Character Encoding
A character encoding system is a numbering of each character in a given character set, in which each character is assigned a distinct number.
Example
In the ASCII character set, character A is represented by the number 65, B by 66, C by 67 and so on in increasing sequence.
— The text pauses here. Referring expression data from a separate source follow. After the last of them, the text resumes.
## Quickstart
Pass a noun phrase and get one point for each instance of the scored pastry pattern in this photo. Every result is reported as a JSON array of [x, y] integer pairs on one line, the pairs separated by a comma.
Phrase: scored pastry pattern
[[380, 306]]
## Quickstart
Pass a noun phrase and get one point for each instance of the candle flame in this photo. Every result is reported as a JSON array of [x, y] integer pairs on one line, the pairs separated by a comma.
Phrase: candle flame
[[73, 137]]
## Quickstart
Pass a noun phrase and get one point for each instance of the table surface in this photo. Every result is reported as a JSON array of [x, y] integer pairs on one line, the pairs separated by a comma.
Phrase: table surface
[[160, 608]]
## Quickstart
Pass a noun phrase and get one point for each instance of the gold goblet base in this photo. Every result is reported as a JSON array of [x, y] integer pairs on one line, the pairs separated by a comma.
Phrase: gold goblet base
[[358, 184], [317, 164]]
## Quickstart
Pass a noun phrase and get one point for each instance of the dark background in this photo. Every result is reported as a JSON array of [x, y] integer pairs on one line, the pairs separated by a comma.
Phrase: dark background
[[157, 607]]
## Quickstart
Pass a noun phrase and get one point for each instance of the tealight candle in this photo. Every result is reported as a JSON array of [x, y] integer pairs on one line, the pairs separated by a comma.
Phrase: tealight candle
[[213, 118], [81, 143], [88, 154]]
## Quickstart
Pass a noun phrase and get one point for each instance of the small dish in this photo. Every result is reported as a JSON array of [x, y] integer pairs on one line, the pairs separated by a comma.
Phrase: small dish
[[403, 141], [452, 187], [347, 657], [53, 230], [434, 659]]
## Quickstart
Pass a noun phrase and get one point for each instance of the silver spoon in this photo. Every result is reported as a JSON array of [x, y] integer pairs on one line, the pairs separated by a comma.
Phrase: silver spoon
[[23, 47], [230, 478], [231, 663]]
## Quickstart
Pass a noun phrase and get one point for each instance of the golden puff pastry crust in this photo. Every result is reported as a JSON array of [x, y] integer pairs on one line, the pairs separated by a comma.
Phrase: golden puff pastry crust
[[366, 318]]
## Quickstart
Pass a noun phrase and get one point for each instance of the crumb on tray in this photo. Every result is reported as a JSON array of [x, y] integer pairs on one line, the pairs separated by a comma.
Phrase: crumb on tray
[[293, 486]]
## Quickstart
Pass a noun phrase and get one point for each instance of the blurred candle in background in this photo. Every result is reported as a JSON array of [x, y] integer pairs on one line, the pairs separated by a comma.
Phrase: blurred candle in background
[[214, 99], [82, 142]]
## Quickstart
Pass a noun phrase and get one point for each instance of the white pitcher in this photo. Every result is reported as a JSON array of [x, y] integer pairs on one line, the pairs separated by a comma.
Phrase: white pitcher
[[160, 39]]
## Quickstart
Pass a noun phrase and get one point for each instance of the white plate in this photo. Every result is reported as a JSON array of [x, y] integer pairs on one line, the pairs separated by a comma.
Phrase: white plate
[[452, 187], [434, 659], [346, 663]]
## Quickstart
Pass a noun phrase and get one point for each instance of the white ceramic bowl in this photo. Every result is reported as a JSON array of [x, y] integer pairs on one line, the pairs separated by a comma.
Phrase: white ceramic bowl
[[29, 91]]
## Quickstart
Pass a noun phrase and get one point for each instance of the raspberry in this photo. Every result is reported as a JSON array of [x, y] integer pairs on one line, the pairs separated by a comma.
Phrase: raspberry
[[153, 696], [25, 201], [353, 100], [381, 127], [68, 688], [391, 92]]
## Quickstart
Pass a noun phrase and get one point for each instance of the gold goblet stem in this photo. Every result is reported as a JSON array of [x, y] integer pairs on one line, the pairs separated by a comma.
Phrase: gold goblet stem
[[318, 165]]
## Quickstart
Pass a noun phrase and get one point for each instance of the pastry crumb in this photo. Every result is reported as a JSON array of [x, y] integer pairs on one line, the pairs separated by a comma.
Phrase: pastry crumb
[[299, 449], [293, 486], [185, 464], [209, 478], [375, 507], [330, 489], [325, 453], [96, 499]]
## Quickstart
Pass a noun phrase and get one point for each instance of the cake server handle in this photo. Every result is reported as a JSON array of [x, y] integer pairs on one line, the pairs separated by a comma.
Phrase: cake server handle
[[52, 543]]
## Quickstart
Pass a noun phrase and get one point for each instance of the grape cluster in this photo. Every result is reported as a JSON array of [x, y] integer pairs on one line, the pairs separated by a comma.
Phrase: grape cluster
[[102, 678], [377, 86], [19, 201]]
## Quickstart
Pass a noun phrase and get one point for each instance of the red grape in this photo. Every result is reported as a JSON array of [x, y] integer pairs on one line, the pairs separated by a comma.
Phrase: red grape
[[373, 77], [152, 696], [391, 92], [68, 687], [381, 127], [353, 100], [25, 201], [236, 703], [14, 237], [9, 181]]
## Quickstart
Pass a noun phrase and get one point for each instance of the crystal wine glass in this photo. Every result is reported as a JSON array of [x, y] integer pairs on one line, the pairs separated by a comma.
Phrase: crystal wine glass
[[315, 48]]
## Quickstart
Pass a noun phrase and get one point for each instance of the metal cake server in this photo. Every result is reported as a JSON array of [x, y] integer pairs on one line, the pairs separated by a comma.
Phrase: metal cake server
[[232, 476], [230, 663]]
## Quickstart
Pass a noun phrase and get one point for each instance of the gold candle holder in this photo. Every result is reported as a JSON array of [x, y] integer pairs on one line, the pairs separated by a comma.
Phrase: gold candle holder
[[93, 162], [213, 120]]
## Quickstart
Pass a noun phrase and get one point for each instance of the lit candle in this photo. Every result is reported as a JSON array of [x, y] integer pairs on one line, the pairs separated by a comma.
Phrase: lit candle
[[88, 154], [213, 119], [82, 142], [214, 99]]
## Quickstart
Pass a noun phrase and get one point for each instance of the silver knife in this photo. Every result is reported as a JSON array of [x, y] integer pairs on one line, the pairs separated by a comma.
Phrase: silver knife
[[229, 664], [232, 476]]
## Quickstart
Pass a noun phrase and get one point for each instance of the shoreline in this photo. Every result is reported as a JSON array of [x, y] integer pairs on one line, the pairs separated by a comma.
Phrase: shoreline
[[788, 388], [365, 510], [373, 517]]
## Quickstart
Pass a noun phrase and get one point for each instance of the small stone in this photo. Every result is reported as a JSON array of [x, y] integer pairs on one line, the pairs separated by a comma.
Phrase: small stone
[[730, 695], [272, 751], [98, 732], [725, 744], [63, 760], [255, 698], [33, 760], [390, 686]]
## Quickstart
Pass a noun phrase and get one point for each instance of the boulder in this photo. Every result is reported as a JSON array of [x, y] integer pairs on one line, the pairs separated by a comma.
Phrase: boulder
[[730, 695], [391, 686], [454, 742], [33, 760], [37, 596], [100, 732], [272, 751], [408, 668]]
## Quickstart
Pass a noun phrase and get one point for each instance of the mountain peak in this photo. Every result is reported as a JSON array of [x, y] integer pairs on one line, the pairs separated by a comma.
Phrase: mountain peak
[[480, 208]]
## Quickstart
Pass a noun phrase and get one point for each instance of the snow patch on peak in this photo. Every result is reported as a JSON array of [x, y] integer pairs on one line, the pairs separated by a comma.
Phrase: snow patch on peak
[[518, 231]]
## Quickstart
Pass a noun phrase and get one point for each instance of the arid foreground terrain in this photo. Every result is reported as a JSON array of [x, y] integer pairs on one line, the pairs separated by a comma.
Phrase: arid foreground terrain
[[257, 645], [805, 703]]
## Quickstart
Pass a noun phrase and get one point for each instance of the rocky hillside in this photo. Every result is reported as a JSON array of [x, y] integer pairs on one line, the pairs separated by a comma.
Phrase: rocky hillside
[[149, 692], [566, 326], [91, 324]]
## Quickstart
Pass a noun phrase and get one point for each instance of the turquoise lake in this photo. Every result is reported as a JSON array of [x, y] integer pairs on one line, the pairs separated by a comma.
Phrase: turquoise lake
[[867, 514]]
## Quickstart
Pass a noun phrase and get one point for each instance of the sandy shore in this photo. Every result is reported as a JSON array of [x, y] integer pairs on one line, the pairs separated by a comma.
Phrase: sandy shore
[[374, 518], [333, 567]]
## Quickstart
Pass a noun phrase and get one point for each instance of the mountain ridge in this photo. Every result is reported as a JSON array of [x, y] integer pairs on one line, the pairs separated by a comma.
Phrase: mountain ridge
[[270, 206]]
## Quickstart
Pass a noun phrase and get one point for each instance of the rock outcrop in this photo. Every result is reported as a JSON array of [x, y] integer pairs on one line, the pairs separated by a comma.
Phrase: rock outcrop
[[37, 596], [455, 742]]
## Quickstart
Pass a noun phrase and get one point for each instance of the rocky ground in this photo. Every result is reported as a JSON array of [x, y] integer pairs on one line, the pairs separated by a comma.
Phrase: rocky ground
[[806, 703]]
These numbers are often referred to as 'codes' or 'character codes'. Internally, software uses these sequences of these numbers to represent text.
Supported Encodings
IMan provides the following implementations of the Encoding to support current Unicode encodings and other encodings:
asmo-708
Arabic (ASMO 708)
big5
Chinese Traditional (Big5)
cp866
Cyrillic (DOS)
cp875
IBM EBCDIC (Greek Modern)
dos-720
Arabic (DOS)
dos-862
Hebrew (DOS)
euc-jp
Japanese (JIS 0208-1990 and 0212-1990)
euc-jp
Japanese (EUC)
euc-kr
Korean (EUC)
gb2312
Chinese Simplified (GB2312)
ibm00858
OEM Multilingual Latin I
ibm037
IBM EBCDIC (US-Canada)
ibm437
OEM United States
ibm500
IBM EBCDIC (International)
ibm737
Greek (DOS)
ibm775
Baltic (DOS)
ibm850
Western European (DOS)
ibm852
Central European (DOS)
ibm855
OEM Cyrillic
ibm857
Turkish (DOS)
ibm860
Portuguese (DOS)
ibm861
Icelandic (DOS)
ibm863
French Canadian (DOS)
ibm864
Arabic (864)
ibm865
Nordic (DOS)
ibm869
Greek, Modern (DOS)
ibm870
IBM EBCDIC (Multilingual Latin-2)
iso-2022-jp
Japanese (JIS)
iso-2022-jp
Japanese (JIS-Allow 1 byte Kana - SO/SI)
iso-2022-kr
Korean (ISO)
iso-8859-1
Western European (ISO)
iso-8859-13
Estonian (ISO)
iso-8859-15
Latin 9 (ISO)
iso-8859-2
Central European (ISO)
iso-8859-3
Latin 3 (ISO)
iso-8859-4
Baltic (ISO)
iso-8859-5
Cyrillic (ISO)
iso-8859-6
Arabic (ISO)
iso-8859-7
Greek (ISO)
iso-8859-8
Hebrew (ISO-Visual)
iso-8859-9
Turkish (ISO)
koi8-r
Cyrillic (KOI8-R)
koi8-u
Cyrillic (KOI8-U)
ks_c_5601-1987
Korean
macintosh
Western European (Mac)
shift_jis
Japanese (Shift-JIS)
unicodefffe
Unicode (Big endian)
us-ascii
US-ASCII
utf-32
Unicode (UTF-32)
utf-32be
Unicode (UTF-32 Big endian)
utf-7
Unicode (UTF-7)
utf-8
Unicode (UTF-8)
windows-1250
Central European (Windows)
windows-1251
Cyrillic (Windows)
windows-1252
Western European (Windows)
windows-1253
Greek (Windows)
windows-1254
Turkish (Windows)
windows-1255
Hebrew (Windows)
windows-1256
Arabic (Windows)
windows-1257
Baltic (Windows)
windows-1258
Vietnamese (Windows)
windows-874
Thai (Windows)
x-mac-arabic
Arabic (Mac)
x-mac-ce
Central European (Mac)
x-mac-chinesesimp
Chinese Simplified (Mac)
x-mac-chinesetrad
Chinese Traditional (Mac)
x-mac-croatian
Croatian (Mac)
x-mac-cyrillic
Cyrillic (Mac)
x-mac-greek
Greek (Mac)
x-mac-hebrew
Hebrew (Mac)
x-mac-icelandic
Icelandic (Mac)
x-mac-japanese
Japanese (Mac)
x-mac-korean
Korean (Mac)
x-mac-romanian
Romanian (Mac)
x-mac-thai
Thai (Mac)
x-mac-turkish
Turkish (Mac)
x-mac-ukrainian
Ukrainian (Mac)
Byte Order Mark (Unicode Files)
The byte order mark (BOM) is a Unicode character used to signal the ‘endianness’ (byte order) of a text file or stream. Its code point is U+FEFF. BOM use is optional, and, if used, should appear at the start of the text stream. Beyond its specific use as a byte-order indicator, the BOM character may also indicate which of the several Unicode representations the text is encoded in.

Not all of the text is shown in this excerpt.